Like Miles, I was born in 1980 and as a kid I watched new shows like The Cosby Show one night and whatever what was on Nick at Nite (and, later, TV Land) the next. Now being the pop culture enthusiast that I am, I feel like I need to know about every series that has aired a decade (or two) before I was born to the present, so I actually know who Hawkeye and Hannah Montana are and I have to agree that Hawkeye is the character that will be remembered.

I started watching reruns of MASH because it is one of my mom's favorite shows. It was on one day when I was home alone and she was right. It is one of the best series I have seen.

Hannah is a nice kid but that is all she is -- just a kid -- and soon her fans, who are mostly kids, will grow up and forget all about her.

Hawkeye has flaws. Hawkeye has feelings: about the war, his patients and the people he works with; Hannah Montana has a laugh track. Benjamin Franklin 'Hawkeye' Pierce can start real adult conversations, while Hannah Montana is good to put on when the kids are getting on your nerves (my mom had Mr. Rogers).

MASH and Hawkeye are timeless and that is the best thing for a series to be.
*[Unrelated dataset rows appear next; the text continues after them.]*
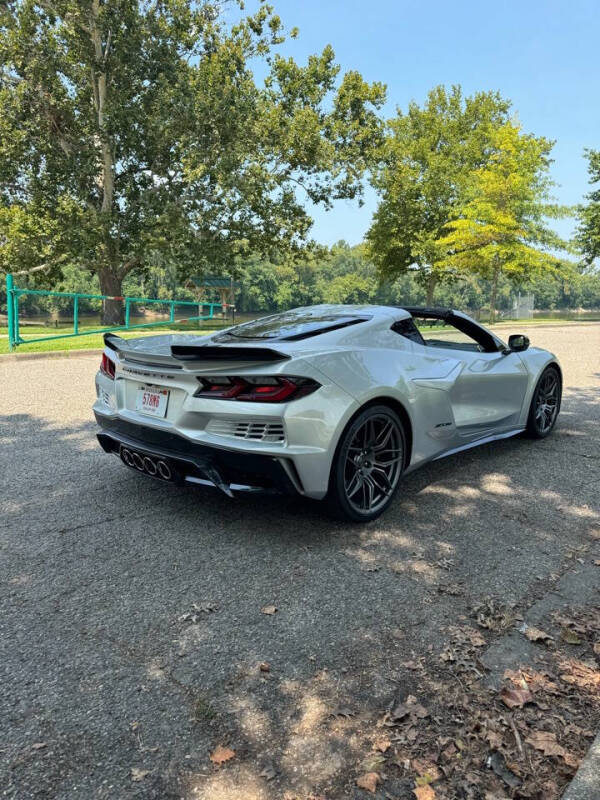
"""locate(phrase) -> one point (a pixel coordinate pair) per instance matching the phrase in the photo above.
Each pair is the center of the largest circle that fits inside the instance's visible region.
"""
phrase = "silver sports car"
(328, 401)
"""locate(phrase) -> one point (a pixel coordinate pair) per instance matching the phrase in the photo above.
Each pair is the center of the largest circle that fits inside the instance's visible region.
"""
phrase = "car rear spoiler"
(183, 352)
(113, 342)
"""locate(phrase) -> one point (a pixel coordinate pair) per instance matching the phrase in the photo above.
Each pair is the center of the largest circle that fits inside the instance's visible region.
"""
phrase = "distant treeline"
(341, 274)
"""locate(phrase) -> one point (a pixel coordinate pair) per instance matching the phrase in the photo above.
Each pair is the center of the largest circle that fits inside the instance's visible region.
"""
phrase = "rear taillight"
(256, 389)
(107, 366)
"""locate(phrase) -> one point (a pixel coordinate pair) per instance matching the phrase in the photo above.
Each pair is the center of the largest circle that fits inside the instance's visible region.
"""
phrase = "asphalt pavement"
(131, 629)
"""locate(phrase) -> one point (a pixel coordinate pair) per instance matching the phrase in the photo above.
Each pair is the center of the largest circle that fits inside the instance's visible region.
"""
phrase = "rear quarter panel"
(387, 370)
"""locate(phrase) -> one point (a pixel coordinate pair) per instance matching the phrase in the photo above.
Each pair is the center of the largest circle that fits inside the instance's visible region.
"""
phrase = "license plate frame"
(152, 401)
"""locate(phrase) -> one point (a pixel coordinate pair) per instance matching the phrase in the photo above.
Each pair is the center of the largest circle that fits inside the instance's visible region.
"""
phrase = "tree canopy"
(426, 162)
(501, 228)
(129, 129)
(588, 233)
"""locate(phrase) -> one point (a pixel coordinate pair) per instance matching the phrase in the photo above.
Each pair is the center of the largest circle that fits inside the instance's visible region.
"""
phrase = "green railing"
(12, 302)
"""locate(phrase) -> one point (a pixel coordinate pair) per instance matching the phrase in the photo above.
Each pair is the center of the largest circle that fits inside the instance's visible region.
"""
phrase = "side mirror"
(517, 343)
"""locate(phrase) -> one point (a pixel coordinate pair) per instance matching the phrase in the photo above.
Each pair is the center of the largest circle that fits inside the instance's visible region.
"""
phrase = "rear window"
(291, 325)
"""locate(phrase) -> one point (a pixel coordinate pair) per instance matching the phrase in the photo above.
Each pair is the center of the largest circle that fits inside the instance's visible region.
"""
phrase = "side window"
(408, 329)
(441, 333)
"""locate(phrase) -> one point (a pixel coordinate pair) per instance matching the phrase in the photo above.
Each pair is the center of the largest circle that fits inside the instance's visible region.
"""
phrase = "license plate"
(152, 401)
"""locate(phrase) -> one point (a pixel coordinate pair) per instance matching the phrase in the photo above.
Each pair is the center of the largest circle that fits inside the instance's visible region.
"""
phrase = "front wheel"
(545, 404)
(368, 463)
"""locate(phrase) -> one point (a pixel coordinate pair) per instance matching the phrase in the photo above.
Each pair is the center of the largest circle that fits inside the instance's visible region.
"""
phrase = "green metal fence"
(12, 301)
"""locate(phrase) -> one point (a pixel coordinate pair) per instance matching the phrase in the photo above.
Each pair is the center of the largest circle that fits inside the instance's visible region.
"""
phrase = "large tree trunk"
(431, 284)
(111, 284)
(493, 294)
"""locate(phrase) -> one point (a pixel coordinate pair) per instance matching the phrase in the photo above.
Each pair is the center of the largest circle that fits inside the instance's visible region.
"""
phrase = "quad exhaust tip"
(147, 464)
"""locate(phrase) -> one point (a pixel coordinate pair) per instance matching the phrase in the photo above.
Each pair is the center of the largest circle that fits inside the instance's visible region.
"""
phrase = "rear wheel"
(368, 464)
(545, 404)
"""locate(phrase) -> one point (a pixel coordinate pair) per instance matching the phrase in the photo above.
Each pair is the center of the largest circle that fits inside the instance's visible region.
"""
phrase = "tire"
(368, 464)
(545, 404)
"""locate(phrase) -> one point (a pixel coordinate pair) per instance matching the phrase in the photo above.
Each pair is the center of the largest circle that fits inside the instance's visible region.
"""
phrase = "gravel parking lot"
(131, 633)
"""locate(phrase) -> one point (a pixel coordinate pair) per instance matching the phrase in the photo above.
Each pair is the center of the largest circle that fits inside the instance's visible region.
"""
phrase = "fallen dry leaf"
(424, 793)
(536, 635)
(138, 774)
(221, 754)
(368, 781)
(569, 636)
(383, 745)
(516, 698)
(545, 741)
(426, 769)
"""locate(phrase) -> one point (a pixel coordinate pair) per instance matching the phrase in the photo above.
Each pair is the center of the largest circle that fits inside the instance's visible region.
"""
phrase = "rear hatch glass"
(290, 326)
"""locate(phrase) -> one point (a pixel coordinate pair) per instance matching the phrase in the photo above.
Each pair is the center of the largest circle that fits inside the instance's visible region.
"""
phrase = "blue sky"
(541, 55)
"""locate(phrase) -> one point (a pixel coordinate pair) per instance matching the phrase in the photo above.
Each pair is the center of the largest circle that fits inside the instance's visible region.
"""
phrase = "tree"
(501, 229)
(588, 233)
(131, 129)
(428, 156)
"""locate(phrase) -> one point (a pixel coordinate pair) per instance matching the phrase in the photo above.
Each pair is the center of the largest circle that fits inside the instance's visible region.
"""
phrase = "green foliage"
(588, 233)
(500, 227)
(426, 162)
(131, 131)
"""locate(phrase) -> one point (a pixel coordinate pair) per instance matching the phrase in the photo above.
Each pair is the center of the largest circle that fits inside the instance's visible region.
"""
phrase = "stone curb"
(586, 783)
(50, 354)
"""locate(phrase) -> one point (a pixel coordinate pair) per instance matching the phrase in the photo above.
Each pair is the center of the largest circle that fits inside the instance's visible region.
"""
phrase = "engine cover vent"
(251, 430)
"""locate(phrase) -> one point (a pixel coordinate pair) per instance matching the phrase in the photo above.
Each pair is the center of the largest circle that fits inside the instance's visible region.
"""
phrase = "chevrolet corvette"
(329, 402)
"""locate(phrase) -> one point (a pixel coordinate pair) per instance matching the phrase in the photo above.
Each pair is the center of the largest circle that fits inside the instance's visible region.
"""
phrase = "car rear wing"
(183, 352)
Comment posted on April 21, 2009 11:07 PM


waiguoren said:

Just like to add to the comments that people born in the 80s aren't completely unaware of everything that preceded them. I was born in '82, and while I'm not actually a huge fan of any of the shows mentioned, I have heard of and at least seen an episode or two of all of them. I have never watched anything with Hannah Montana in it. I'm also a huge Simpsons fan (along with most of my generation) which in its 90s heyday was full of references to things that came before, many of which I hadn't seen when I first watched them -- but that never stopped me from enjoying the show. The internet has made it easier than ever to look things up, so I think people should reference away.